Gator Corp. and WhenU.com Inc. take issue with such statements. Both say their software doesn’t overwrite other affiliates’ links when their own offers pop up on a page, and they differentiate themselves from programs that do. They say consumers choose to download their applications, and that the choice to act on any offers that appear as a result rest with the consumer.
“WhenU gets a commission only when the software displays a clearly-labeled WhenU offer, the consumer chooses to click on the offer, and then transacts at the partner site,” says CEO Avi Naider. “We’ve never engaged in the practice of automatically redirecting links. Our offers benefit consumers, send more traffic to merchant partners and increase conversions for them.”
Gator chief marketing officer Scott Eagle says that consumers who download any of Gator’s free browser enhancements, such as an e-wallet that will fill out the consumer’s stored shipping and billing information at retail sites with one click, agree to view Gator’s pop-up ads in exchange for the enhancements. Eagle adds that Gator’s software does not direct consumers back to sites they’re already on to collect a commission, and that shoppers can uninstall the application if they want to.
“I disagree that I’m at fault for offering the consumer a different retailer, a different deal, that he found more value in,” says Eagle. “I understand that someone is angry if they feel they’ve lost a sale, but that’s competition. It doesn’t make it illegal or immoral.”
So how much should a retailer care which affiliate gets credit for it as long as the retailer gets the sale? According to Schwegman and others on various sides of the issue, plenty.
Anything that upsets the balance of the affiliate marketplace could eventually backfire on retailers that depend on affiliate marketing to acquire new customers, they contend. For many retailers, affiliate relationships are an entrenched part of the marketing program.
“Any marketer would tell you that the largest share of their margin contribution comes from affiliate marketing,” says Steve Messer, CEO of LinkShare, the largest of the four major affiliate services providers. “They may make 10% to 30% of sales through the affiliate channel. But from a margin perspective it’s the most cost-effective thing they do because it’s pay-for-performance. Because of that, you will see retailers that have up to 50% of their margin come through affiliate programs.”
A rich base
Retailers’ successful affiliate programs usually have a rich base that ranges from smaller niche sites to content sites to shopping aggregators, says Porter, who adds that it’s risky for retailers to concentrate affiliate relationships only among a smaller number of larger affiliates.
But aggressive shopping applications could alter the diversity of that mix, because affiliates that don’t use the applications could drop retailers who are working with affiliate sites that do use them.
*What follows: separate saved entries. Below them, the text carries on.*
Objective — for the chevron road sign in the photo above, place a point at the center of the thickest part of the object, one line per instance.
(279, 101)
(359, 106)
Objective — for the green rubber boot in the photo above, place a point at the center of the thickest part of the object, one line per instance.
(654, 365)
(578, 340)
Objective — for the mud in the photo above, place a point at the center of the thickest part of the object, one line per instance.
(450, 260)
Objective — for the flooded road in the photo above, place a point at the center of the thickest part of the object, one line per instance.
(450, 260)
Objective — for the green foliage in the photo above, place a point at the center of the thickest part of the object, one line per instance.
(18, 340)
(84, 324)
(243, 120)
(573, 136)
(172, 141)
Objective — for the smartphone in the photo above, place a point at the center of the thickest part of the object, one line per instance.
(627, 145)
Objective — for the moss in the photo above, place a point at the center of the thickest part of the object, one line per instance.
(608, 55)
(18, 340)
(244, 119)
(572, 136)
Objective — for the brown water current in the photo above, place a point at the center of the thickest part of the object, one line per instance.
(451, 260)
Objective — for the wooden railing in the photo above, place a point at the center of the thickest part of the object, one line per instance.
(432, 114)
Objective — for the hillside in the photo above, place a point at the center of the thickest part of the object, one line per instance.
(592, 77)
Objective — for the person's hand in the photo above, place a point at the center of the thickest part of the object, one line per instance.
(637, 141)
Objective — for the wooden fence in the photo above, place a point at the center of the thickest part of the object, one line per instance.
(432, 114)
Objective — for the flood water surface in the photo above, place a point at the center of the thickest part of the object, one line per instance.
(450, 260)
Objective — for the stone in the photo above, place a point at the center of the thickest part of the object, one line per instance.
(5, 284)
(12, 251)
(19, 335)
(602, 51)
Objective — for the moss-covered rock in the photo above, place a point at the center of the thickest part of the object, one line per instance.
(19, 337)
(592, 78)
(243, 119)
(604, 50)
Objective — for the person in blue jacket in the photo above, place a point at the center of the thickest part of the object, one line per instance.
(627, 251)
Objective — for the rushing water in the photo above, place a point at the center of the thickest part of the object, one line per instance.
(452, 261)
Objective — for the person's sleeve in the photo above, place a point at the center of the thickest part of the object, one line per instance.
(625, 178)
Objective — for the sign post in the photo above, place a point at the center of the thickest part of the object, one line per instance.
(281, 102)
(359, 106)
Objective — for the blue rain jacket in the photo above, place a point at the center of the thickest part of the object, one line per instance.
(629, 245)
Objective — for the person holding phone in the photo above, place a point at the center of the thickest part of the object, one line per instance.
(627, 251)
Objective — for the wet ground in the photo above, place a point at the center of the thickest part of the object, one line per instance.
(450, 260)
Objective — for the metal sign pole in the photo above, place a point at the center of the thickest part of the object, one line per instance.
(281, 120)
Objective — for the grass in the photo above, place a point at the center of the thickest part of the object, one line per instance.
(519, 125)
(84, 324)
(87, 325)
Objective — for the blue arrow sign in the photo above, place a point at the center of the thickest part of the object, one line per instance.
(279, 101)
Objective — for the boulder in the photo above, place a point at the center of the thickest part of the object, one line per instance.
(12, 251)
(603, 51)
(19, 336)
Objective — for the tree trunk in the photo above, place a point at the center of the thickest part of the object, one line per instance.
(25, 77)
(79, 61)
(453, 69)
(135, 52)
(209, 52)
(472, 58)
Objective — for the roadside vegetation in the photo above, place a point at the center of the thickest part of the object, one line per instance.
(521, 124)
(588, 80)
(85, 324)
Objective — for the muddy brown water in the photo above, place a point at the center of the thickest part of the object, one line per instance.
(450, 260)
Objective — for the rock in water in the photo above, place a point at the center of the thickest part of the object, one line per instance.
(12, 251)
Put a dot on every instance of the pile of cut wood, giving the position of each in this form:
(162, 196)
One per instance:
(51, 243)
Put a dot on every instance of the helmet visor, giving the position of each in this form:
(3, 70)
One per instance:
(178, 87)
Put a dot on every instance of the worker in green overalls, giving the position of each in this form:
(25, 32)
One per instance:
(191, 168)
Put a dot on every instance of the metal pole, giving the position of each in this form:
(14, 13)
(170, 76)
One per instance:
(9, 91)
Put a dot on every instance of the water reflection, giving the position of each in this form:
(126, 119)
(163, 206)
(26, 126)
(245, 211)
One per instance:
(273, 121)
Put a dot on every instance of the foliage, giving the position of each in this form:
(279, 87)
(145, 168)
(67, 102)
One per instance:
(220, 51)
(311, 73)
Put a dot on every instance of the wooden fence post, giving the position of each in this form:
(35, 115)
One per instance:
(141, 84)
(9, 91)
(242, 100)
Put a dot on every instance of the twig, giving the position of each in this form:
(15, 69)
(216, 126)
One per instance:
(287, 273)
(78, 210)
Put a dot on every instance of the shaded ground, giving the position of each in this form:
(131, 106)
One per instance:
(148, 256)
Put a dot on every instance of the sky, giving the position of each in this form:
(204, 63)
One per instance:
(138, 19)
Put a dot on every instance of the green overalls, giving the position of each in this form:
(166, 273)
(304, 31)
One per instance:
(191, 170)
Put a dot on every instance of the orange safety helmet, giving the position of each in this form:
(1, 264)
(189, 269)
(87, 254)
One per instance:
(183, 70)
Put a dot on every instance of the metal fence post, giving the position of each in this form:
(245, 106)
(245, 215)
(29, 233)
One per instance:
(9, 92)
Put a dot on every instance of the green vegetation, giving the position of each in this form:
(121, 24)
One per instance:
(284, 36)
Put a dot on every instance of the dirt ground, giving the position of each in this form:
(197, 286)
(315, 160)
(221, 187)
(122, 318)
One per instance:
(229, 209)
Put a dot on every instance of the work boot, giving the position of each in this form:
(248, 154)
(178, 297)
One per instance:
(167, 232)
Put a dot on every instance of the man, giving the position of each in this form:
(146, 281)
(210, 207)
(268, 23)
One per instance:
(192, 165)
The applications depend on other affiliate sites to generate traffic where they can pop up. If enough affiliates drop a retailer, overall traffic can diminish over time, and so would the numbers delivered by other affiliates that use the applications to feed on them.
Then there’s the issue of fair play. “I don’t want the affiliates that are out there working hard for us to have their commissions stolen by somebody else. I don’t want them to have bad feelings,” Schwegman says.